Я ничего не говорю, но когда встаю с кровати, вижу намек на ее милую улыбку. Принимаю душ, беру полотенце и зубную щетку. Стягиваю спортивные штаны и пытаюсь стянуть футболку, но не могу поднять руки, не испытывая стреляющей боли в боку.
— Кеннеди, ты можешь подойти? — Я кричу достаточно громко, чтобы заглушить звук льющегося душа. Она входит и видит, что на мне нет ничего, кроме боксеров и футболки.
— Что случилось? — спрашивает она, стараясь не смеяться, когда видит, как искривлена моя рука, завернутая в футболку. Песня ее смеха резко обрывается, когда ее глаза скользят по моему почти обнаженному телу. Она прикусывает нижнюю губу, заставляя себя смотреть куда угодно, только не на меня. Все ее попытки терпят провал, так ее взгляд все равно застывает на моих боксерах. Ее красивые глаза, выпученные из орбит, вызывают у меня какой-то болезненный трепет.

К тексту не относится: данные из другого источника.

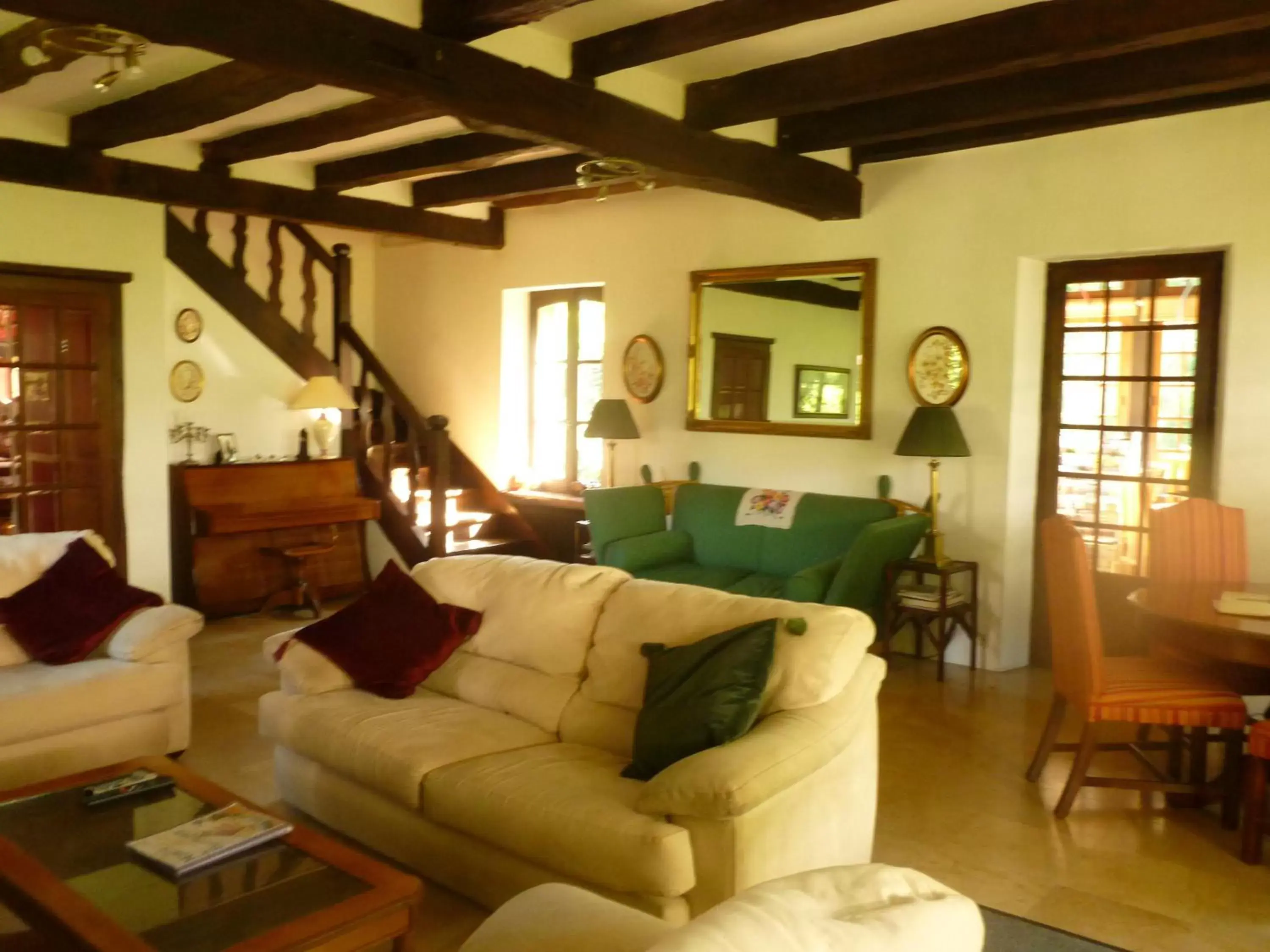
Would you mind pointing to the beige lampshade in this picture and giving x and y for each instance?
(323, 394)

— Эм... ты можешь помочь мне снять рубашку? — Я не могу остановить улыбку, когда мягкий румянец ползет по ее шее и щекам.
— Да, хорошо, — говорит Кеннеди шепотом.
Она подходит к тому месту, где я стою, и останавливается, когда мы оказываемся лицом к лицу, как в понедельник утром. На этот раз у нее другой взгляд. Ее глаза горят с такой интенсивностью, что наше дыхание становится поверхностным. Ее губы приоткрываются, когда она смотрит на меня сквозь длинные ресницы. Я не знаю, что такого в Кеннеди. Я постоянно в панике, когда она рядом. Ни одна девушка никогда не заставляла меня нервничать, но всякий раз, когда Кеннеди смотрит на меня, я забываю свое имя.
Кеннеди не сочится сексом и сдержана, но смотрит на меня так, как будто просит любить ее всеми способами, которые я знаю. С каждой секундой ее глаза темнеют и в этот момент я понимаю, что сделаю все, что она попросит. После этого ничто для нас не вернется к нормальному.
Кеннеди тянется к подолу моей футболки. Она скользит пальцами по боксерам, не теряя со мной зрительного контакта. Поднимает ткань, осторожно вытаскивая мои руки из рукавов. Мне удается сдержать дрожь. Девушка сбрасывает рубашку мне за спину, проводя руками по моей груди, но не убирает их, как я предполагаю. Вместо этого она наклоняет голову, чтобы лучше рассмотреть мои синяки на свету.